I can't find much doco on this topic, but i'm serialising an object to Avro and then sending to Azure EventHub.. I think the Avro needs to contain schema too.. because without, how will a consumer (I.e. Azure Stream Analytics for example) know how to deserialise?

The only example i can locate online uses Microsoft.Hadoop.Avro.Container namespace.. this seems to work fine, i can read via Stream Analytics.. but does this code 'automagically' include the schema in the payload? I sure as can't see any reference to it here:

        using (var memoryStream = new MemoryStream())
        using (var writer = AvroContainer.CreateWriter<T>(memoryStream, Codec.Null))
        using (var seqWriter = new SequentialWriter<T>(writer, items.Count()))
        {
            foreach (var e in items)
            {
                seqWriter.Write(e);
            }

            return memoryStream.ToArray();
        }

The landscape of Avro in .Net seems a bit confused, why is there a Microsoft specific NuGet pkg? It seems quite old, has it now been superseded by something? Is there any documentation on how to leverage the standard Apache.Avro NuGet pkg to build a payload that contains the schema?

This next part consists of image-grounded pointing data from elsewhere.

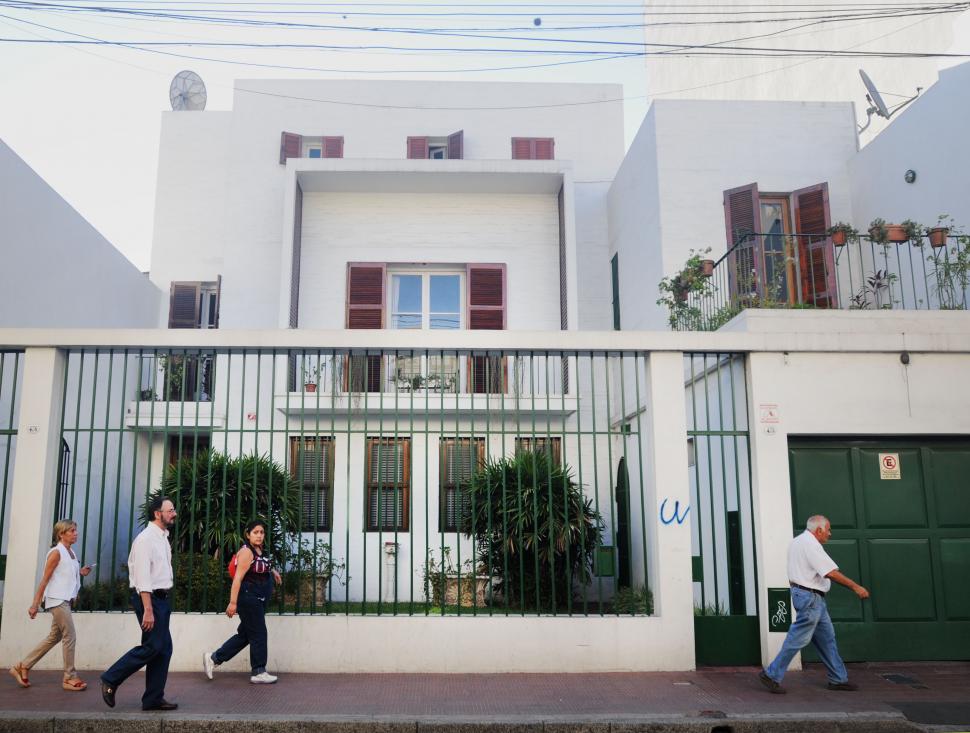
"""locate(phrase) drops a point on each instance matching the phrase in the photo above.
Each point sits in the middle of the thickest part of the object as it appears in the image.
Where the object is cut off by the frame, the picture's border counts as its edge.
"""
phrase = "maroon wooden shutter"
(183, 305)
(456, 145)
(291, 146)
(816, 257)
(417, 147)
(365, 295)
(333, 147)
(742, 216)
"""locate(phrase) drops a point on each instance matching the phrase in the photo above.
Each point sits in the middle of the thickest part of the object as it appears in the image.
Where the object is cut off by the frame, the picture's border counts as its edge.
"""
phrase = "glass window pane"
(406, 294)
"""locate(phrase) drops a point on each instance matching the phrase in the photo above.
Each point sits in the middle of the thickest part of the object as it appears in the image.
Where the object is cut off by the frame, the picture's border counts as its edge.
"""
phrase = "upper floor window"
(194, 304)
(448, 147)
(533, 148)
(310, 146)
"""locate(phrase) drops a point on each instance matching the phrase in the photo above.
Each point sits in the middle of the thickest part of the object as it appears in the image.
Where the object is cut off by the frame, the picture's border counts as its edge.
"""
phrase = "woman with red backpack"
(252, 586)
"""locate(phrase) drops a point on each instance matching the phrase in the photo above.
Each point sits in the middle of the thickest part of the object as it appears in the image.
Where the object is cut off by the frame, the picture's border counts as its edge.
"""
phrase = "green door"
(900, 513)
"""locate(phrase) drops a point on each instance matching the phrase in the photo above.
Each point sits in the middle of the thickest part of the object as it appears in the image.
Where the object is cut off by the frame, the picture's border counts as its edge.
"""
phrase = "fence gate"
(11, 370)
(722, 530)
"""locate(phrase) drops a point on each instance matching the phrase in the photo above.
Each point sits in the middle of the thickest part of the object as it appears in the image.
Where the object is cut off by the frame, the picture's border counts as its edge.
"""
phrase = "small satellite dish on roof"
(876, 104)
(187, 92)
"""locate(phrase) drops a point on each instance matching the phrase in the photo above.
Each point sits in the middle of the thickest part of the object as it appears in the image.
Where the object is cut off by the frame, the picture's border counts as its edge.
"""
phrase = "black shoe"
(773, 687)
(843, 686)
(164, 705)
(107, 694)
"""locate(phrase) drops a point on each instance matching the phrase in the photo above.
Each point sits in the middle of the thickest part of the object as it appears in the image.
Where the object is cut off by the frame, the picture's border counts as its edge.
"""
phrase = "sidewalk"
(718, 699)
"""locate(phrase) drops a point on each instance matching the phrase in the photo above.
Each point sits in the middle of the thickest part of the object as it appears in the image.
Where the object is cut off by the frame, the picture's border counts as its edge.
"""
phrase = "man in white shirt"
(151, 579)
(810, 573)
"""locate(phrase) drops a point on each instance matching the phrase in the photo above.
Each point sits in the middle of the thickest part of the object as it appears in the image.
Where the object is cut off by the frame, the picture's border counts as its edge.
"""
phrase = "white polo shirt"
(808, 563)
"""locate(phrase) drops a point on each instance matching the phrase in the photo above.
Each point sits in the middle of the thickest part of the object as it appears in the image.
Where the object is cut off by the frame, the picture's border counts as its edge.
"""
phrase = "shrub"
(533, 527)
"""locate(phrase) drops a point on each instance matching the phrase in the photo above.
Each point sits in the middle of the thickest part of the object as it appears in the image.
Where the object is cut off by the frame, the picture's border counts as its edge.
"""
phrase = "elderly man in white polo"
(810, 573)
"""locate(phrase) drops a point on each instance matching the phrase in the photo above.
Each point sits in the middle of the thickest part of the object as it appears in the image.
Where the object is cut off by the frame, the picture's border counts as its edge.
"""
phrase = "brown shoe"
(19, 673)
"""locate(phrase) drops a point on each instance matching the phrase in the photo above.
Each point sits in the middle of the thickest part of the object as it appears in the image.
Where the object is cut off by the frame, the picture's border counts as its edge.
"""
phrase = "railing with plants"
(429, 499)
(905, 266)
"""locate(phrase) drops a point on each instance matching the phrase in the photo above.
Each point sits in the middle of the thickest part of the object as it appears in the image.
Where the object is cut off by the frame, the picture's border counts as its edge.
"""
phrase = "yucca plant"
(215, 495)
(535, 531)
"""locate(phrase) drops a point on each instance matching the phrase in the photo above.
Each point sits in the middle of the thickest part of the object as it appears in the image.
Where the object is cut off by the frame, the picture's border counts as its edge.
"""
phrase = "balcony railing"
(808, 271)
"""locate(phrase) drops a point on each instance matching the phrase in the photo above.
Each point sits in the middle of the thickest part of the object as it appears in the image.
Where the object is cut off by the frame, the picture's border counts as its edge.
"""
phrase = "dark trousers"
(252, 603)
(154, 653)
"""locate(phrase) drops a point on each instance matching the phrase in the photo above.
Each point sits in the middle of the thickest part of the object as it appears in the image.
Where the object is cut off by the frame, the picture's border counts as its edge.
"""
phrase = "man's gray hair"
(815, 522)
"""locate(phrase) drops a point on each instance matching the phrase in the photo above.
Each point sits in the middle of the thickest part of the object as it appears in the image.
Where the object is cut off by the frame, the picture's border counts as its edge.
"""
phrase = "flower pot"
(938, 236)
(896, 233)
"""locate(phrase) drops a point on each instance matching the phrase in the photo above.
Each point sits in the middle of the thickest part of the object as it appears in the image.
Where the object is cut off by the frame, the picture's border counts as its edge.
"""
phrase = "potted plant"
(842, 233)
(913, 231)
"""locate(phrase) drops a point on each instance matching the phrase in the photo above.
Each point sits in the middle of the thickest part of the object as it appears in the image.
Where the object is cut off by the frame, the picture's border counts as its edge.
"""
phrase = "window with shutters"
(388, 484)
(460, 458)
(550, 445)
(311, 466)
(447, 147)
(533, 148)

Azure Event Hub documentation fleetingly mentioned Avro, but any google search only really turns out Event Hub Capture..

Anyway in short.. is there a better way? I don't think i can send the schemas separately for this..

1
Can you please share as to which Microsoft document you are referring too ?HimanshuSinha-msft
well, this really.. docs.microsoft.com/en-us/azure/event-hubs/… like i say, it's mostly related to the EventHub Capture aspect.. can't see anything obvious about Avro serialised payloads.. The Stream Analytics doco is also a bit light!m1nkeh
My assumption from recent experience is that when you are writing to AVRO in eventhubs the data is embedded with the AVRO schema and you don't need explicit schema definition . However I found it weird that Eventhubs doesn't show the ingested data in AVRO format and can't deserialize to show it properly in Azure portal. However my consumer can parse the data and show it properlypauldx

1 Answers

4
votes

First, Azure Stream Analytics support processing events in Avro data formats, you can see it in the offical document Parse JSON and Avro data in Azure Stream Analytics, as the figure below.

enter image description here

Even assumed that Azure Stream Analytics can not deserialize an event of Avro format as you wish, you also can write a custom .NET deserializer to make it work for you, as the offical documents below said.

  1. Tutorial: Custom .NET deserializers for Azure Stream Analytics
  2. Use .NET deserializers for Azure Stream Analytics jobs

Meanwhile, I don't think Microsoft.Hadoop.Avro2 is a suitable library for Avro in your scenario. Except it, there are other choices

  1. Apache.Avro Its API reference page is https://avro.apache.org/docs/current/api/csharp/html/namespaces.html, and you need to refer to the sample codes for Java or Python to write your C# code.
  2. Microsoft.Avro.Core and its GitHub rep dougmsft/microsoft-avro with some test code which can be refered to.